Scrums could be temporarily scrapped when rugby league makes its expected return in the UK in August.
Super League clubs have been advised outlawing scrums for the rest of 2020 may help dramatically reduce the risk of the spread of coronavirus in games.
Medical experts told the Rugby Football League’s Laws Committee that scrums are responsible for a large proportion of face-to-face interactions in matches.
How a game would restart in their absence has not yet been resolved.
However, the committee has recommended that scrums be abolished for the remainder of this season, which it is hoped could have a significant effect on reducing the number of players who would need to be quarantined if any player tested positive in the days after a match.
Super League, Championship and League One clubs have been asked for their feedback before an RFL board meeting in early July, when the change is likely to be rubber-stamped.
Ralph Rimmer, the RFL’s chief executive and chair of the Laws Committee, said: “These are major recommendations, but these are unprecedented times, presenting the game with unique challenges.
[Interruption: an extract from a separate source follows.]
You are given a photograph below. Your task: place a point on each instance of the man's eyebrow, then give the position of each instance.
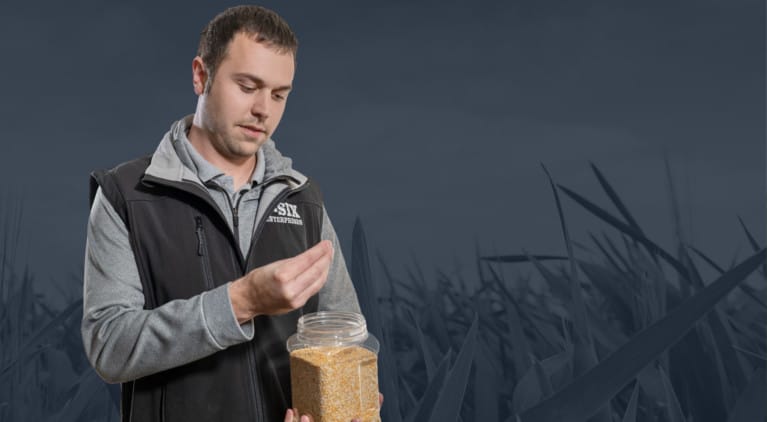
(260, 81)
The committee recognised the importance of consulting widely within the game before the recommendations are put to the RFL board, and that process has already started.
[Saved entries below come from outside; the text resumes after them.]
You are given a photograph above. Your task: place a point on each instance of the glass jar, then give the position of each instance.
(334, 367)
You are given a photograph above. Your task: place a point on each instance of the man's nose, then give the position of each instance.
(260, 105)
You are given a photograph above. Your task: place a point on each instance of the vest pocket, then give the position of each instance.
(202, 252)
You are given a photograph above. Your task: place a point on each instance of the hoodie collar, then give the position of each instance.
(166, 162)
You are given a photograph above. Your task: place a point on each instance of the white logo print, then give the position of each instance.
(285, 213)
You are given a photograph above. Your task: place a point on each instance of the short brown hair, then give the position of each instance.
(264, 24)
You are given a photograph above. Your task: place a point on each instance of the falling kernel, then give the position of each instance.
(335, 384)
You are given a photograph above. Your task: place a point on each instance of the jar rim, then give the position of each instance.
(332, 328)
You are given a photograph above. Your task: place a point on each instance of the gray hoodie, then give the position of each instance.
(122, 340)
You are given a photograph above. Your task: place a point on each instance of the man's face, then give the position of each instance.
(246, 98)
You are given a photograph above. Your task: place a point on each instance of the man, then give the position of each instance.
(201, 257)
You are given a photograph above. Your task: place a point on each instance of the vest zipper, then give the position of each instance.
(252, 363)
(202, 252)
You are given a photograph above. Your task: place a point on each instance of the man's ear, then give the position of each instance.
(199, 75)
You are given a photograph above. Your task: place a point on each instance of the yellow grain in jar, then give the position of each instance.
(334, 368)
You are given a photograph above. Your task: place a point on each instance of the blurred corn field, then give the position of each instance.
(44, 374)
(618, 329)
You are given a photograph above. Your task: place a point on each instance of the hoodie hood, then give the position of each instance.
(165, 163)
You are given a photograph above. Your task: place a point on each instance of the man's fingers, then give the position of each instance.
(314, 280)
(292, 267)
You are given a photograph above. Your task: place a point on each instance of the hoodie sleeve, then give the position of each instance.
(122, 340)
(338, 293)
“But we believe rugby league is well served by its agility, in terms of being able to consider and implement such significant changes.”
Other changes that have been recommended for consideration are an adoption of the recent rule changes brought in by Australia’s National Rugby League, including the so-called “six again” rule.
Under that rule, referees reset the tackle count rather than award a penalty for the majority of infringements in the ruck. That has led to quicker, faster-flowing matches in the NRL in the two weeks since the change was introduced.
It is a change that is also attractive to the rule makers in England because it leads to less contact time in the tackle and again reduces the likelihood of the spread of coronavirus on the field.
That will also be debated by clubs and voted on by the RFL board of directors in July to be brought in for the rest of this season.
“The recommendation to adopt a number of the rule changes that have been introduced in the NRL in 2020 will also assist in the important process of aligning the rules across both hemispheres,” Rimmer added.
The NRL has not outlawed scrums since it restarted its season behind closed doors in late May, but medical advisers here say the public health situation in Australia is very different to the situation in the UK.